The government’s proposal has been strongly opposed by the National Commission for Protection of Child Rights (NCPCR) but it has found support from the National Commission for Women.
Women and Child Development Minister Maneka Gandhi had stated that she was personally supervising the Bill and would ensure that juvenile offenders beyond the age of 16 years are subjected to trial under the criminal justice system.
NCPCR Chairperson Kushal Singh objected to the ministry’s proposal stating: “The amendments are moving away from the fundamental philosophy that the Juvenile Justice Act is reformative rather than being punitive.”
Urging the government to look at “children in conflict with law as those whom the state has failed to provide care and protection”, Singh asked the government to focus on reformation and not retribution.

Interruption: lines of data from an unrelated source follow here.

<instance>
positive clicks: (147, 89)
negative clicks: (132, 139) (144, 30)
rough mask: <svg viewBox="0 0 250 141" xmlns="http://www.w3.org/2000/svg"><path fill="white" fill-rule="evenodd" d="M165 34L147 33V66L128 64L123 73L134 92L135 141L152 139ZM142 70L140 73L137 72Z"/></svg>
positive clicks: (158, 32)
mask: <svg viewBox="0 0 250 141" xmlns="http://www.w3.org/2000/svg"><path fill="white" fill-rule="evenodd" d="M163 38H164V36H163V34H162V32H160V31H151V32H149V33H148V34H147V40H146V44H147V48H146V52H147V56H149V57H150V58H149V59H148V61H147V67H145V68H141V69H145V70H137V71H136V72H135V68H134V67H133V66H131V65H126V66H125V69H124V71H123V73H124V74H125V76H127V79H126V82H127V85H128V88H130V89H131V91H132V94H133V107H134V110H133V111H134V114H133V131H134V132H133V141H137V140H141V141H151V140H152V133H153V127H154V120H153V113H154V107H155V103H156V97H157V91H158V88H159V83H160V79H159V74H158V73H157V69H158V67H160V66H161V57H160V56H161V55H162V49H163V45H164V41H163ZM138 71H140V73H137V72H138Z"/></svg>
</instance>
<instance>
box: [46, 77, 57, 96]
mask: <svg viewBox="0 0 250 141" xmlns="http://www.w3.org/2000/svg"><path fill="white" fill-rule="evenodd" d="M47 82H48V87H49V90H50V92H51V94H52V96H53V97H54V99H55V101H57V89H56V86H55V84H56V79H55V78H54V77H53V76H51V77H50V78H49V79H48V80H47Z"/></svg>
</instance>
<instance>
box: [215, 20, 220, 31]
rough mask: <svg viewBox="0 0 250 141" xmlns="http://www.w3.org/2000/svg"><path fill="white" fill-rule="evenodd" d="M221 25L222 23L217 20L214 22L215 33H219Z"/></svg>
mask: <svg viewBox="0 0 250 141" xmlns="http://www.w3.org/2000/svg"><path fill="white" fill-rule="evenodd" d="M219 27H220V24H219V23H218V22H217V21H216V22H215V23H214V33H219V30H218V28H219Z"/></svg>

58 NGOs under the banner of the ProChild Network on Wednesday also opposed the government’s “knee-jerk reaction” under public pressure in the wake of incidents like the December 16 gang rape and the Shakti Mills incident. The network highlighted the two Supreme Court judgments, in which it had rejected putting 16 to 18 year olds under criminal court jurisdiction stating that there was no evidence that warranted such a move.
Bharti Ali of HAQ centre for Child Rights, one of the NGOs in the network specifically refuted WCD minister Maneka Gandhi's claim that "According to the police, 50% of the crimes are committed by 16-year-olds who know the Juvenile Justice Act." Refuting it Bharti Ali cited National Crime Records Bureau statistics of 2013, which states number of juveniles in the age group of 16-18 years arrested for rape is 1388 which accounts for 0.002% of all rapes. Infact juvenile crimes as percentage of total IPC crimes have remained at 1.2% in last two years.
NCW however has supported the government move with chairperson Mamta Sharma calling for strict action against such offenders.
Reiterating that 50% juvenile offenders come from poor families with annual income less than Rs 25,000 and are illiterate 55.8% educated only upto primary school, the activists which included women groups like AIDWA have demanded that government work towards finding workable solutions to deal with juvenile criminals instead of simply pushing them under criminal laws wherefater they have no hope to reformed.